Pandemic causes an 81.4% fall in operating profits, but manufacturing giant is returning to full-scale production.
The Volkswagen Group has suffered an 81.4% drop in operating profits as a result of the coronavirus crisis – but still expects to achieve a positive operating profit in 2020.
The manufactuing group’s total of two million deliveries in the first quarter of 2020 was down 23% from the same period last year, with sales revenue slipping 8.3% to €55.1 billion (AUD$94.1 billion) from January to March.
Overall, the Volkswagen Group sold 765,000 passenger cars from January to March, down from 910,000 in the first quarter of 2019.
The decline – most profoundly felt in Europe and East Asia – is attributed to a “drop in customer demand” in the run-up to the universal industry shutdown brought about by the pandemic.
As a result, the firm expects its deliveries to customers in 2020 to fall significantly short of its 2019 numbers, with additional challenges including intensified competition, volatile markets and new emissions legislation coming into effect as the pandemic recedes.
It notes that sales of certain models – namely the Volkswagen Passat, Volkswagen T-Cross and Audi E-tron – achieved consistently strong sales in the period, but this was unable to counterbalance the effects of weakening overall demand, emissions-related expenses and varying exchange rates.
Chief financial officer Frank Witter said: “The global Covid-19 pandemic substantially impacted our business in the first quarter.

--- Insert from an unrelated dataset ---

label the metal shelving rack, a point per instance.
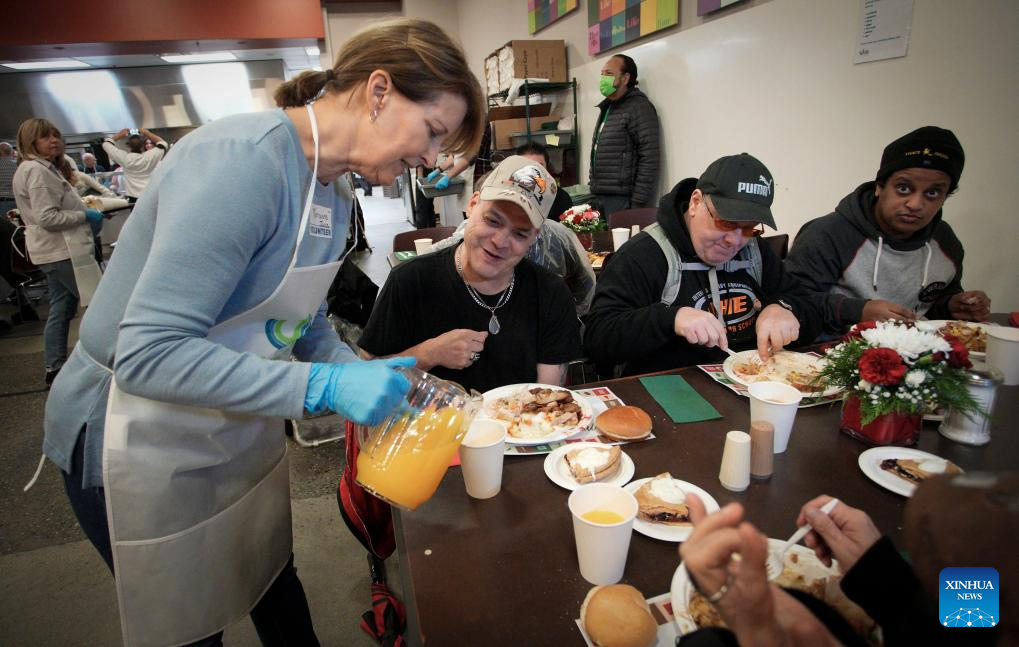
(569, 174)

We’ve taken numerous countermeasures to cut costs and ensure liquidity and we continue to be robustly positioned financially.
“The gradual restart, also of our factories outside of China, has begun. The health of our employees and suppliers remains the clear priority here. In Germany, the dealers have reopened since last week. We have thus taken initial steps together to get the business up and running again.
“The Volkswagen Group is steering through this unprecedented crisis with focus and determination.”